Good Practice
POLICY OBJECTIVE
From 2006 to 2021, the Time and Innovative Services mission of the Metropolis of Greater Lyon piloted an innovative solution to manage mobility with companies and employees and offer a package of mobility services tailored to time uses.
In 2021, this time initiative was taken over by a specific mobility department.
CONTEXT
Over the last twenty years mobility patterns have changed, and the rhythm associated with “métro-boulot-dodo” (metro-work-sleep) has evolved in tandem. Each day is different in terms of uses and mobility, and users’practices and uses must therefore be taken into account as an essential and determining factor. How these link to the time factor is particularly key.
This is a key criterion for understanding the complexity of users’ lifestyle and meeting their expectations while building cities that are sustainable. In a society that has become more complex, the supply-side approach alone is too simplistic and must be revisited by taking into account users’ needs, along with their constraints and expectations, in relation to the resulting daily mobility. It is thus necessary to offer “mobility package services” from which users can choose and find their own solution (car, carpooling, bicycle, public transport, telecommuting).
POLICY DESCRIPTION
Greater Lyon’s Time & Innovative Services mission quickly focused its action on testing services aimed at enabling inhabitants to better organise life times while producing a more sustainable city.
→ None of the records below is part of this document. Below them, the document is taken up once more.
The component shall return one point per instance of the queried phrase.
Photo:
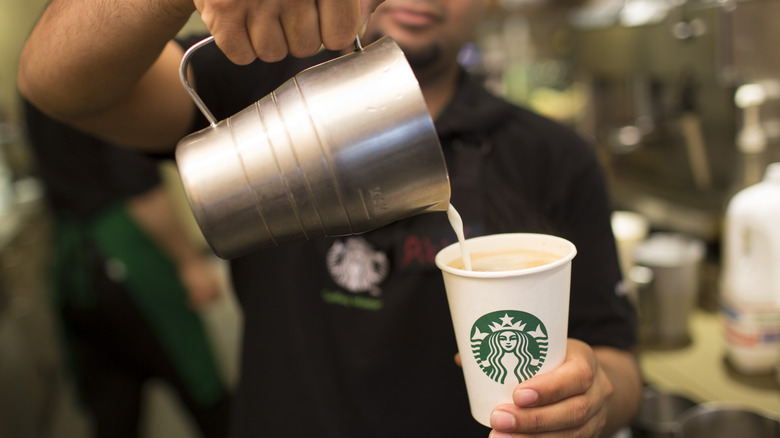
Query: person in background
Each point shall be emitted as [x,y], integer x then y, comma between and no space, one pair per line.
[127,282]
[314,361]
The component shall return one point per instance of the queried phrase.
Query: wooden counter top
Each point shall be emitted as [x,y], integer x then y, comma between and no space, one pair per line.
[700,371]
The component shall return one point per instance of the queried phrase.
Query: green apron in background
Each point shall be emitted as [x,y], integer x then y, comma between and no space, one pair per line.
[152,280]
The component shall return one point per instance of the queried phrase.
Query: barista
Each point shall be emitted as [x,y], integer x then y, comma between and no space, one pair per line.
[311,363]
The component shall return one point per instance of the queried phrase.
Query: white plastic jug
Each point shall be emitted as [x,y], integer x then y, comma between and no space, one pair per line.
[750,282]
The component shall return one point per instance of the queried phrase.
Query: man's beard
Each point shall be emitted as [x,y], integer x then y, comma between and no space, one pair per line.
[419,59]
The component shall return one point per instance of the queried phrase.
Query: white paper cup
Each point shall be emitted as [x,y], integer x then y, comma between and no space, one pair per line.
[509,325]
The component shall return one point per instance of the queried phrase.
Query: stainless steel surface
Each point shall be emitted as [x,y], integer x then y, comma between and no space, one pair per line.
[661,106]
[667,275]
[342,148]
[659,413]
[724,420]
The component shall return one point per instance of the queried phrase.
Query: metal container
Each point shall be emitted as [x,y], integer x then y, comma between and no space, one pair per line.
[667,275]
[726,420]
[659,413]
[342,148]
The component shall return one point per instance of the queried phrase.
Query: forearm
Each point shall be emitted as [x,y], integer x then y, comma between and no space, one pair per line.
[622,370]
[91,64]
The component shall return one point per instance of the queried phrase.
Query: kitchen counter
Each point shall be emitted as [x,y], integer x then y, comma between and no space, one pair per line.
[700,371]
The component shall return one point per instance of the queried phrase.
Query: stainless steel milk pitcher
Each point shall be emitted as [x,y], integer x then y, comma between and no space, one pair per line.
[342,148]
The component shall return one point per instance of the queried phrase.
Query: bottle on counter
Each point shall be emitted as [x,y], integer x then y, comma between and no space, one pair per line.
[750,282]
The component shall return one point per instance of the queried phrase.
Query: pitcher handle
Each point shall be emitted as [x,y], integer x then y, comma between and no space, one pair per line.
[185,60]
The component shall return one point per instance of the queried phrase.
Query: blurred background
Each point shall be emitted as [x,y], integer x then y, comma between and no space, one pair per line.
[680,98]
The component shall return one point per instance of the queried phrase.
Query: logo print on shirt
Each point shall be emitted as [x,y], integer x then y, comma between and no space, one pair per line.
[356,266]
[509,343]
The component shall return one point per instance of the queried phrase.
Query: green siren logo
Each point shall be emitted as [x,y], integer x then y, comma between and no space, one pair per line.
[509,343]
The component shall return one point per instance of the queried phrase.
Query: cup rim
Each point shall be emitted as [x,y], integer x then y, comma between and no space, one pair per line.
[441,264]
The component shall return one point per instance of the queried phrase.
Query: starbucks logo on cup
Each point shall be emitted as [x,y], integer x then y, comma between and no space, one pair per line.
[509,344]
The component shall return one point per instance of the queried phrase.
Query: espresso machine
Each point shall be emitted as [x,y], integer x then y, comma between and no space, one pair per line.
[683,102]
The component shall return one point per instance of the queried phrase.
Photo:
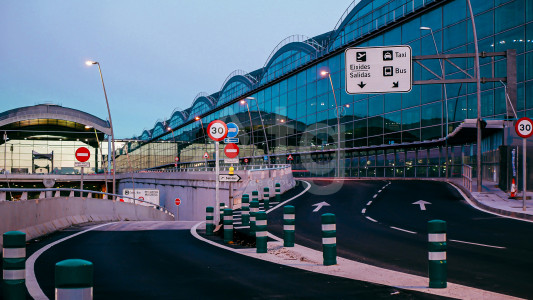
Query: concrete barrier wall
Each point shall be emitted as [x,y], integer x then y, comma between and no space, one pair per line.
[43,216]
[196,190]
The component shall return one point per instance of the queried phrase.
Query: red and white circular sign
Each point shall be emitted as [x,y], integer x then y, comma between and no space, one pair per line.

At elected officials’ request, initiating a dialogue with companies on “time and mobility” to encourage more sustainable changes in mobility behaviour.
Based on this principle, the time mission has served as the Metropolis “mobility council” by proposing a mobility package service where each person can find a travel modality that matches their needs.
KEY ASPECTS
This action was based on two axes:
- Focus on uses and lifestyles
- Local marketing to change practices
RESULTS
- Mobility management, in particular by implementing 17 intercompany travel plans, with companies in the area.
- Detailed consultation process with area companies and business associations. In each economic area of Greater Lyon, the aim was to bring together all players in an area affected by the issue of “time and mobility”. We then devised joint responses, making it possible to reduce commuting problems in the area while improving employees’ living conditions.
- New jobs in economic zones — “mobility coordinators” who act as points of contact between companies, public transport authorities, and local authorities.
- New Mobility Services experimentation: carpooling, car-sharing, bike sharing, etc., made possible by mobility coordinators.
- Reflection on “de-mobility” by promoting, among other things, remote work.